Untersuchungsobjekt Fruchfliege (Drosophila melanogaster). (Quelle: © iStock.com/ janeff)

Taufliegen bevorzugen Partner, die sich ähnlich ernähren wie sie selbst. Die Ernährung hat Einfluss auf die Darmbakterien und diese wiederum auf die Fortpflanzung der Fliegen. Damit beeinflusst die Nahrung die Herausbildung neuer Arten und bereichert die Evolution um eine neue Facette.

In der Taufliege (Drosophila melanogaster) lebende Bakterien können die Partnerwahl der Fliege beeinflussen und damit indirekt die Evolution der Art vorantreiben. Dies ist das Ergebnis einer Studie zur symbiotischen Beziehung zwischen „schwarzbäuchigen“ Taufliegen und Darmbakterien.

Die Wissenschaftler verglichen das Paarungsverhalten von Taufliegen, die sich von Stärke ernährten mit dem Verhalten von Maltose-fressenden Fliegen. Wie in früheren Studien bereits entdeckt, bevorzugten die Fliegen die Partner mit derselben Diät. Eine Nahrungsumstellung beeinflusste schnell auch das Verhalten der Fliegen. Bereits eine Generation nach der Umstellung von Stärke auf Maltose oder umgekehrt veränderten die Fliegen ihr Paarungsverhalten so, dass sie wiederum eher die Partner mit der gleichen Ernährung wählten. Dieser Effekt blieb für weitere 37 Generationen erhalten. Doch warum?

Bakterien als Fliegenfalle

Die Wissenschaftler vermuteten, dass sich die Art der Nahrung nicht direkt auf die Fliegen, sondern auf die symbiotisch lebenden Bakterien im Darm der Fliege auswirken könnte. Um diese These zu überprüfen, behandelten sie einige Fliegen mit Antibiotika, um deren Darmbakterien abzutöten. Und tatsächlich zeigten die behandelten Fliegen keine Vorliebe mehr für bestimmte Partner, sie wählten eher zufällig. 

Als verantwortliches Darmbakterium identifizierten die Forscher Lactobacillus plantarum.
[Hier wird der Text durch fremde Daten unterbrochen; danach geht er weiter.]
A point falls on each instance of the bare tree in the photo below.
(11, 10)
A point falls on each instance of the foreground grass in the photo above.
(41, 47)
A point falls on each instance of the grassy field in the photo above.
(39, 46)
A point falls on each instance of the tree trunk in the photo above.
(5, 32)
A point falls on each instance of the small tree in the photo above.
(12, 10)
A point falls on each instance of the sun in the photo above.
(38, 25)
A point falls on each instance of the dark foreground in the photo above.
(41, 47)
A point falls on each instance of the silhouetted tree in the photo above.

Diese Bakterienart steht im Verdacht, die Konzentration bestimmter sexueller Lockstoffe, der Pheromone, zu beeinflussen. Die genetische Analyse zeigte einen klaren Unterschied zwischen den Fliegen mit der Stärkenahrung und den Maltose-ernährten Fliegen. In den Stärke-fressenden Fliegen gehörten 26% aller symbiotischen Bakterien zur Art Lactobacillus plantarum, während dieses Bakterium in Maltose-fressenden Fliegen nur etwa 3% der Bakterienpopulation ausmachte. Ihre Vermutung überprüften die Wissenschaftler, indem sie die zuvor mit Antibiotika behandelten Fliegen mit Lactobacillus plantarum infizierten. Das Ergebnis: die Fliegen bevorzugten abermals Partner mit der Ernährung, die Lactobacillen fördert. Das Bakterium schien also für die Partnerwahl mitverantwortlich zu sein.
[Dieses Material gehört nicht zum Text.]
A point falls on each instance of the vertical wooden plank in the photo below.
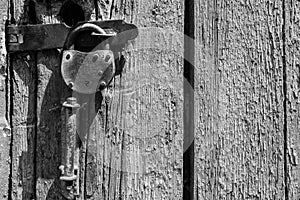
(292, 52)
(22, 99)
(139, 135)
(240, 123)
(23, 79)
(5, 138)
(52, 92)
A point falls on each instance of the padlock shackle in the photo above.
(83, 27)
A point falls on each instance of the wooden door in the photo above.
(132, 132)
(236, 93)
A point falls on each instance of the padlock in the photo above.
(88, 72)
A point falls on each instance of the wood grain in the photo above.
(240, 123)
(22, 84)
(5, 134)
(137, 133)
(23, 124)
(292, 52)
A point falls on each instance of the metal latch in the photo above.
(88, 64)
(88, 72)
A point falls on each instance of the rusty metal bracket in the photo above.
(53, 36)
(85, 72)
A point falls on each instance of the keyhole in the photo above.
(71, 13)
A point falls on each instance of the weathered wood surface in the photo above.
(4, 126)
(246, 106)
(139, 145)
(134, 146)
(292, 53)
(240, 100)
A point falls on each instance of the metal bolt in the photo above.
(62, 169)
(103, 84)
(71, 103)
(95, 58)
(72, 100)
(71, 84)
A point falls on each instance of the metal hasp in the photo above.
(70, 150)
(88, 72)
(89, 61)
Fliegen sind mehr als die Summe ihrer Gene

In weiteren Analysen fanden die Wissenschaftler bei den Stärke-fressenden Taufliegen deutlich veränderte Gehalte bestimmter Pheromone, die mit der Partnerwahl in Zusammenhang gebracht werden. Die Ergebnisse geben damit einen Hinweis darauf, dass das Bakterium Lactobacillus plantarum einen Einfluss auf die Pheromone und damit auf das Paarungsverhalten der Fliege ausüben könnte. Weitere Studien müssen diese These nun überprüfen.
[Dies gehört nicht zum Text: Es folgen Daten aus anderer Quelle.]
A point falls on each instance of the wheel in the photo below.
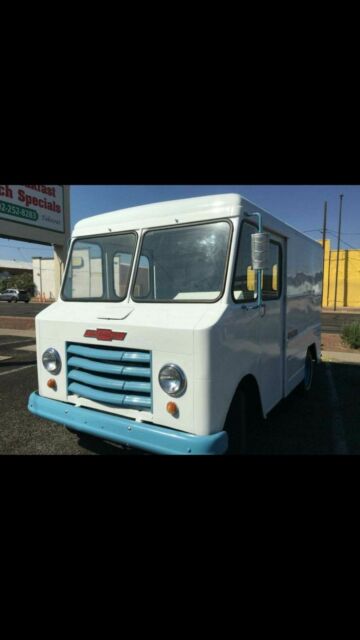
(305, 385)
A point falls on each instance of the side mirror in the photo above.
(260, 243)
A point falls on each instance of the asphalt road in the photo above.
(296, 426)
(21, 309)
Doch wie beeinflusst das Paarungsverhalten die individuelle Fitness einer Art? Aus der Forschung ist bereits bekannt, dass pflanzenfressende Fliegen sich relativ schnell evolutionär verändern. Die Partnerwahl stellt dabei einen frühen Selektionsmechanismus für die Evolution dar. Die Wissenschaftler sehen ihre Ergebnisse im Einklang mit der sogenannten Hologenom-Theorie. Diese Evolutionstheorie geht davon aus, dass die natürliche Selektion beeinflusst wird durch Veränderungen im Hologenom, also in der Summe alle Gene eines Organismus und der in ihm lebenden Mikroorganismen - und nicht nur durch Veränderungen des Organismus selbst. Damit genetische Variation entsteht, muss sich somit entweder der Organismus oder die Mikroorganismen in ihm verändern. Mikroorganismen können sich schneller an Umweltveränderungen anpassen als der Wirtsorganismus. Daher kann die Evolution des Hologenomes durch genetische Veränderungen in den Mikroorganismen ein wichtiger Treiber der Artentwicklung und der Entstehung neuer Arten sein. Mit dieser Erkenntnis wirft die Studie eine ganz neue Sicht auf die Evolution. Gleichzeitig verdeutlicht die Studie, dass der Ernährung nicht nur eine individuelle, sondern auch eine evolutionäre Bedeutung zukommt.  


Quelle:

Gil Sharon et al. (2010): Commensal bacteria play a role in mating preference of Drosophila melanogaster. PNAS, online veröffentlicht am 01.11.2010. doi:10.1073/pnas.1009906107PNAS  (abstract).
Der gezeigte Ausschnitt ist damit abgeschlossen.